Abstract

Signed and posted to the internet on July 6, 2012 in the months following the “Printemps érable” and leading up to Idle No More, “Mes lames de tannage” is one of Natasha Kanapé Fontaine’s most important slams. In analysing my English translation of this slam, published in Canadian Literature in 2016, this essay speaks to the relationship between Indigenous literatures and European languages. It participates in a conversation about what it means to translate French-language Indigenous literature from Quebec into English. Such translation enables Indigenous writers across North America to make links with each other and foster a broader interpretive community for their writing.
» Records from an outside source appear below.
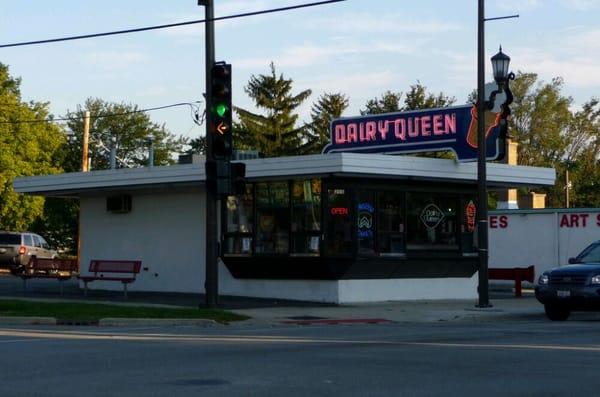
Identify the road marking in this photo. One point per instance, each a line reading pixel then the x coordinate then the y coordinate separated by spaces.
pixel 28 335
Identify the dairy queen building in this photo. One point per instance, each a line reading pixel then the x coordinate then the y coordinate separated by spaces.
pixel 350 225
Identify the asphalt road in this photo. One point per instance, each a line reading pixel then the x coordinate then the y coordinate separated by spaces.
pixel 518 358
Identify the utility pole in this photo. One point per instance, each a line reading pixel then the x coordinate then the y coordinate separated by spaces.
pixel 85 162
pixel 482 214
pixel 567 188
pixel 211 283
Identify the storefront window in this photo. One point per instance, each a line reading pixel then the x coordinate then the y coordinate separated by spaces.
pixel 390 218
pixel 431 221
pixel 366 222
pixel 238 233
pixel 273 218
pixel 339 229
pixel 306 216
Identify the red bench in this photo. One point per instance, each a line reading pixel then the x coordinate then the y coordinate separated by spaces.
pixel 60 269
pixel 519 274
pixel 112 270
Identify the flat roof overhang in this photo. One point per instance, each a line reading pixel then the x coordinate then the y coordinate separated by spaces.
pixel 335 164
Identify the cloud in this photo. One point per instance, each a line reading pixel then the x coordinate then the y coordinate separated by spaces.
pixel 309 54
pixel 361 23
pixel 581 5
pixel 114 60
pixel 519 5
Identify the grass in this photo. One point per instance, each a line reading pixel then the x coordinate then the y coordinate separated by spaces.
pixel 67 311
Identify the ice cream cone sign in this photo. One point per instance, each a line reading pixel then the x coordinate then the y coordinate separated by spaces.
pixel 492 120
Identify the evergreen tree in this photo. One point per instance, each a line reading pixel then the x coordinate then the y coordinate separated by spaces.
pixel 274 133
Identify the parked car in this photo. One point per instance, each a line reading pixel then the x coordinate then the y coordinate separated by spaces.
pixel 574 287
pixel 16 249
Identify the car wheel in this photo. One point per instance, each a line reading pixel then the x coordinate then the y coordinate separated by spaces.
pixel 557 313
pixel 17 270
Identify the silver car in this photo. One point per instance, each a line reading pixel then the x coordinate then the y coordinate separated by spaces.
pixel 16 249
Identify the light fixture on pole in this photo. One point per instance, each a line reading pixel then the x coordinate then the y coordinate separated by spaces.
pixel 500 66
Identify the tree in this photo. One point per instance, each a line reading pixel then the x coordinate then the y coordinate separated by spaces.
pixel 388 103
pixel 540 120
pixel 417 98
pixel 551 134
pixel 29 146
pixel 130 129
pixel 274 133
pixel 327 108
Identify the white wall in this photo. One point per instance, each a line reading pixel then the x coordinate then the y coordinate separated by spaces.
pixel 355 291
pixel 163 230
pixel 543 238
pixel 350 291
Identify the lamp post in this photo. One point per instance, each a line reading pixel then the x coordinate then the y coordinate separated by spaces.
pixel 500 64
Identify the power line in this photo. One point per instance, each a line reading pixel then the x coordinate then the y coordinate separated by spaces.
pixel 192 105
pixel 171 25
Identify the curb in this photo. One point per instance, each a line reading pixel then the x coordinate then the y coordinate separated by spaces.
pixel 110 322
pixel 119 322
pixel 27 321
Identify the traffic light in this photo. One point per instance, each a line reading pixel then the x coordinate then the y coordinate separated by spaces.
pixel 221 109
pixel 238 178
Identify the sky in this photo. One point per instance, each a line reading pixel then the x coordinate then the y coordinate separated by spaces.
pixel 360 48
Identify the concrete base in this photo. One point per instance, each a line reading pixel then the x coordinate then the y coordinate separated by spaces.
pixel 350 291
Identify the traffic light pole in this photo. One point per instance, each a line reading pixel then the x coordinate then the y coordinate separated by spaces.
pixel 211 283
pixel 482 214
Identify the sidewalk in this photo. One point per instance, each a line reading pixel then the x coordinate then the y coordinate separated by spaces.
pixel 505 307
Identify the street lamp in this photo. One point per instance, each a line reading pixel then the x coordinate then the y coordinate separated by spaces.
pixel 500 65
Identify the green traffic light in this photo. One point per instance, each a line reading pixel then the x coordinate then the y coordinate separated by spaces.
pixel 221 109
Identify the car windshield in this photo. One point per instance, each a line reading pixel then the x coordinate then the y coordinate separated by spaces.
pixel 590 255
pixel 10 239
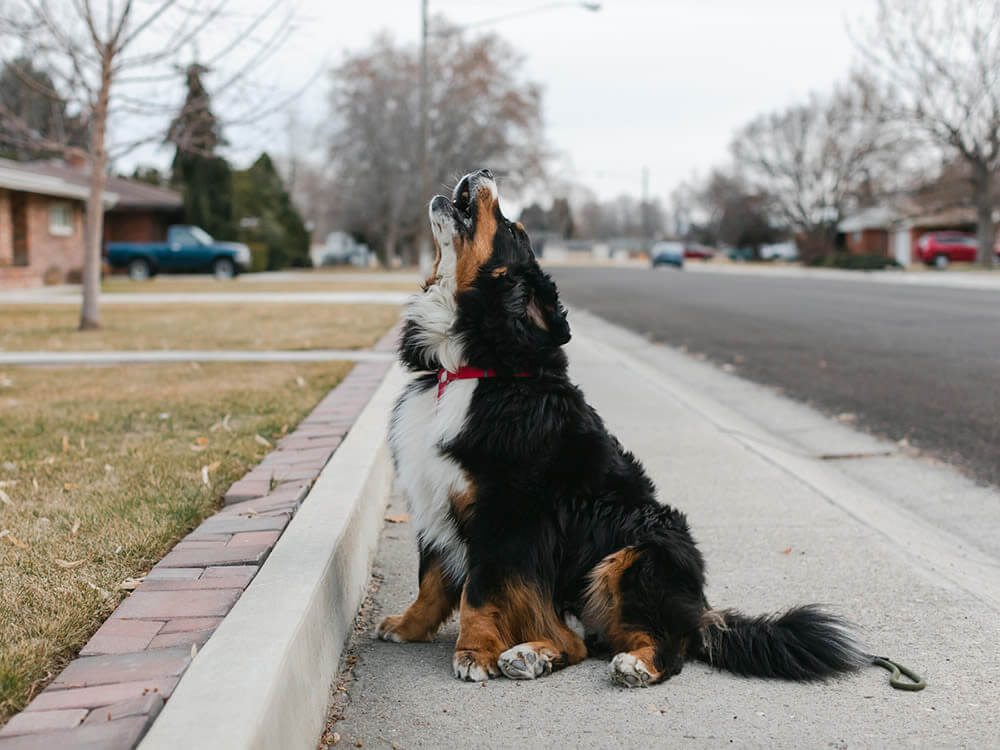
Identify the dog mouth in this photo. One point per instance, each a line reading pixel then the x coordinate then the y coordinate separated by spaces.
pixel 461 199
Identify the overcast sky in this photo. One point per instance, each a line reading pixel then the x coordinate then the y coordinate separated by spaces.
pixel 660 83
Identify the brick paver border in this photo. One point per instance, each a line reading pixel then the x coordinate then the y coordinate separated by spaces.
pixel 113 691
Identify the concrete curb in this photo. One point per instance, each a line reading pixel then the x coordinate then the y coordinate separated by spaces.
pixel 193 355
pixel 263 679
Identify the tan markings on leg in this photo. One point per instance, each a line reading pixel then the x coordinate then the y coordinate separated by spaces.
pixel 463 504
pixel 478 250
pixel 421 619
pixel 603 605
pixel 520 614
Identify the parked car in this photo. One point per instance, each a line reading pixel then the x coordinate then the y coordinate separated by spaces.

Given the flow of Indigenous literature and critical thought from English into French over the past decades, thanks to publishing houses in France, the recent wave of translations from French into English and the sharing of French-language work mark a significant shift in the field. At the same time, the gesture of translating into English a writer who works primarily in French but is in the process of relearning her maternal language, Innu-aimun, brings to the fore all the pitfalls of moving from one colonial language to another. The challenge for translation is not to lose sight of Kanapé Fontaine’s relationship to French and especially, the way she lends it her voice. In the slam, French is a language of contestation but also of collaboration. Drawing on what she calls a “poetics of relation to the land,” Kanapé Fontaine works toward a respectful cohabitation of the territory. In this context, my strategies of including the French alongside the English and leaving words un-translated aim to disrupt the English version, expose the mediating work of the settler-translator and turn attention to Kanapé Fontaine’s mobilization of French for a writing of decolonization.